Which types of users are best (or least) suited for cloud computing? Given the pros and cons of cloud computing, I think that the following types of users can benefit most from switching to cloud-based applications:
- Collaborators. If you often collaborate with other people on group projects, you're an ideal candidate for cloud computing. The ability to share and edit documents in real time between multiple users is one of the primary benefits of web-based applications; it makes collaborating easy and even fun.
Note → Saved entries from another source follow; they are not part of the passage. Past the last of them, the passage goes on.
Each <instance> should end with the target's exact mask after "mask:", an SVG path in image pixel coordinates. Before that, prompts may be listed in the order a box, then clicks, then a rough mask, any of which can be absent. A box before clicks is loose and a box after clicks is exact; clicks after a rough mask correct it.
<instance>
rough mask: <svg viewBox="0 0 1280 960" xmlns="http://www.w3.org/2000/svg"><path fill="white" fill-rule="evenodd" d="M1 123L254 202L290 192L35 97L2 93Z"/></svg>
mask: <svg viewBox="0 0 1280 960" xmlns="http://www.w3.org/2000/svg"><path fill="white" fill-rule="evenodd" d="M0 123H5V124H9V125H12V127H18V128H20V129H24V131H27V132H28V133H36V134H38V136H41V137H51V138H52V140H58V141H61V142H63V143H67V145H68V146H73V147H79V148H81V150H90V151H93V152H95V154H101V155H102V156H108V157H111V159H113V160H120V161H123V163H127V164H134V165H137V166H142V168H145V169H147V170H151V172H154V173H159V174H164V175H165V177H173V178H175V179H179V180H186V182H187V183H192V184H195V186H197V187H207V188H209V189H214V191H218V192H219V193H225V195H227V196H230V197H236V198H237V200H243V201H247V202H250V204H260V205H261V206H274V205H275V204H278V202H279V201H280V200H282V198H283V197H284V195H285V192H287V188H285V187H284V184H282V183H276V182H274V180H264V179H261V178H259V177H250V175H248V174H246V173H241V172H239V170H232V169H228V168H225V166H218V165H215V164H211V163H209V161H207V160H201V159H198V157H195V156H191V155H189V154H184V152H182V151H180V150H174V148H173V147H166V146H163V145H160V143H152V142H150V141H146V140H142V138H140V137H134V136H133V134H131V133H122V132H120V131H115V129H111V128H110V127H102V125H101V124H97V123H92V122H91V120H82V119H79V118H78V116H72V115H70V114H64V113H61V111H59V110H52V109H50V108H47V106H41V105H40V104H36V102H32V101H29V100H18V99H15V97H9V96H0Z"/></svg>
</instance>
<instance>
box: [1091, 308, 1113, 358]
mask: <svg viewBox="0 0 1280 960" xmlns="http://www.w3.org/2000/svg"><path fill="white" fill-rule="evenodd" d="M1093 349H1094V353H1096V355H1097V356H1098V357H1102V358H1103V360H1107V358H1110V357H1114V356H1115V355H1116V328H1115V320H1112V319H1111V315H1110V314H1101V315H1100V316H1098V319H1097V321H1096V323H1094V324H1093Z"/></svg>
- Road warriors. When you work at the office one day, at home the next day, and in another city the day after that, it's tough to keep track of all your documents and applications. With cloud computing, you don't have to remember which document is where or bring a copy of a document with you. You don't even have to worry about whether a particular application is installed on all your PCs. Since the apps and docs you use are stored on the Web and accessible wherever you have an Internet connection, versioning and compatibility simply aren't issues. You have the same applications and the same documents wherever you go.
- Cost-conscious users. Cloud computing can save you money on both hardware and software. There's no need to invest in large hard disks or super-fast CPUs; since everything is stored and run from the Web, you can cut costs by buying a PC with fewer features. You can save just as much (or even more) on software; instead of laying out big bucks for the latest versions of Microsoft Office, for example, you can use Google Docs or Zoho Office for zero expenditure. When your budget is tight, "free" is a lot better than the hundreds or thousands of dollars you might spend otherwise.
- Users with increasing needs. Need more hard disk space to store all your digital photos and MP3 files? You could purchase a new external hard drive, or you could utilize lower-cost (or free) cloud storage instead. Having trouble running the latest version of your favorite power-hungry software program? Abandon that power-sapping program and use a less-demanding web-based app instead. In the old days, the only solution to increased needs was to purchase more powerful hardware. With cloud computing, the solution is in the cloud—which saves you money.
Who Shouldn't Use Cloud Computing?
Now let's look at the flip side of the coin. If cloud computing isn't for everyone, who should stay away? Here's the short list:
- The Internet-impaired. Cloud computing is based on the Internet cloud and depends on Internet access. If you don't have Internet access, you're out of luck. Users without readily available Internet access simply shouldn't consider a switch to cloud-based computing. The same rule applies if you have slow Internet access, like that found with dial-up Internet connections; a slow connection isn't much better than none at all when accessing big apps and docs on the Web.
- Offline workers. Along the same lines, anyone who consistently works offline in an environment that's not Internet-enabled probably isn't the ideal candidate for cloud computing. That leaves out those people who work out of a vehicle, at a home or office without Internet access, or while traveling from office to office without guarantee of an Internet connection. No Internet, no cloud computing—it's that simple.
- The security-conscious. Today, we think that cloud computing is safe—but we can't guarantee it. It's certainly possible that cloud systems can be hacked and cloud-based documents accessed by unauthorized users. If your documents require confidentiality, you probably don't want to trust them to cloud computing just yet. When security matters, don't take chances.
- Anyone married to existing applications. This is probably the most important reason not to sign up for a web-based application: You use Microsoft Office. That's right, many web-based applications are not completely compatible with Microsoft's file formats. It may be difficult or even impossible to open your Word or Excel documents with your web-based apps—and vice versa.
Is cloud computing for you? Look at all the facts—and then give it a try before you decide.